Fernanda Câncio é um exemplo negativo do dito feminismo, pelo que apontou e não só, e de muita outra coisa, incluindo o facto de ter dormido com um sujeito dezenas de anos, aceitado prendas caríssimas, entre outras benesses, e nunca ter desconfiado do sujeito em si e da sua ação. É detentora de um pensamento de esquerda, seguido por figuras execráveis como o presidente da AR, que consideram que os seus princípios e ideias são os ÚNICOS corretos e que todos deveríamos seguir.
André Ventura já foi objeto de várias tentativas de censura e de ser calado (Ricardo Araújo Pereira é um dos que o fez), no entanto o PAN tem toda a abertura e cobertura possíveis e imaginárias. Se alguém fosse ler e comparar o projeto político do Chega e do PAN, chegaria ao fim arrepiado com qualquer um deles, sem saber qual deles o mais radical e perigoso.
Quando argumento os argumentos dos alunos estou a pô-los no mesmo plano que eu. É uma maneira de eles perceberem que, apesar de não estarem no mesmo nível de conhecimentos ou argumentação que o professor, isso não dispensa o professor de argumentar a sua posição e que a autoridade não é um argumento, mas força. Da mesma maneira, quando ficam sem argumentos, percebem porque é que as suas 'opiniões' não têm valor se não forem acompanhadas de conhecimentos que as fundamentem e esse é o meu objectivo pedagógico.
ReplyDeleteDe resto, estou completamente de acordo que a sociedade precisa de ser diversa e que essa diversidade deve estar o mais possível representada nas instituições.

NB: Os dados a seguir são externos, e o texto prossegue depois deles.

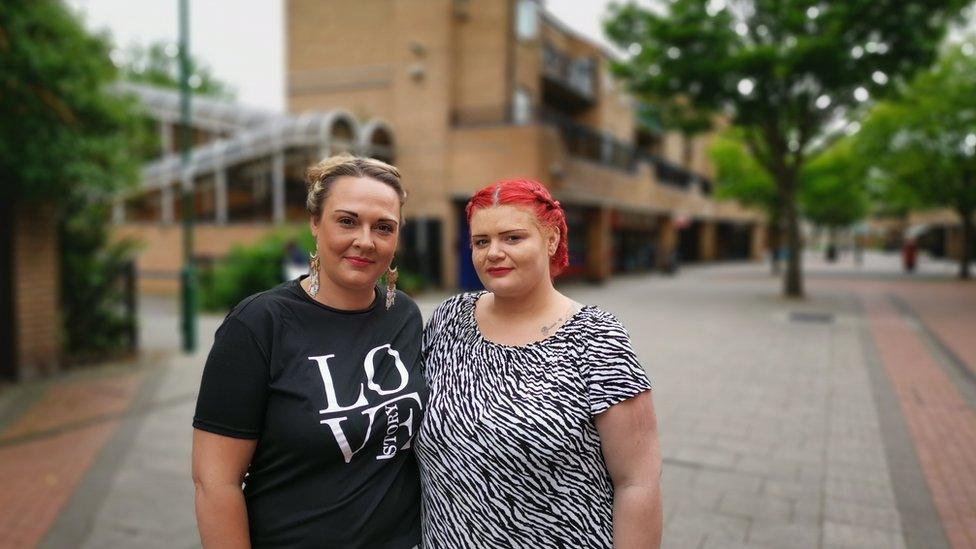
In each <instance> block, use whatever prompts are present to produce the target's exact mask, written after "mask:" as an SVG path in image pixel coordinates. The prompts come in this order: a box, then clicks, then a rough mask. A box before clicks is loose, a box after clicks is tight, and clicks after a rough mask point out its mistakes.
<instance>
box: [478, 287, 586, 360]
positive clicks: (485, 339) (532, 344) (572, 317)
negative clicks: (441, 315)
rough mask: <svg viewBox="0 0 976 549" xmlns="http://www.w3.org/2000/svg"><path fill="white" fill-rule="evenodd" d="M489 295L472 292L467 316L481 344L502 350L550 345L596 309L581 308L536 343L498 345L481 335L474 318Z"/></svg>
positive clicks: (580, 307)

Não sei se é possível estabelecer limites à liberdade de expressão mas penso que tem de haver alguns limites: defender-se o assassinato de pessoas e outros incentivos à violência, levantar calúnias sobre os outros. Afirmar que roubaram, por exemplo, sabendo que é falso. E outros casos assim, mas é muito difícil traçar essa linha.
A questão de andarem a modificar os textos dos autores clássicos para não se perceber que eram racistas ou outra coisa qualquer por questões de poupar a sensibilidade dos ofendidos é um erro de juízo que mascara as questões em vez de as clarificar e resolver. É um passo atrás.
Não ponho o Ricardo Araújo Pereira no mesmo plano que o Ferro Rodrigues, por exemplo. Ele é um humorista e goza com toda a gente mas o seu humor não dita leis, como acontece aos que estão nos governos e na AR. quando os humoristas fazem programas políticos de opinião suicidam-se enquanto humoristas.
Quanto à FC ter sido namorada do Sócrates e nunca ter 'percebido' nada das bandidagens que o homem fazia com o nosso dinheiro, isso é coisa que não lhe fica bem e lhe retira credibilidade, afecta o 'ethos' do seu discurso, quer ela goste quer não, mas eu prefiro discutir os argumentos dela que a vida amorosa dela.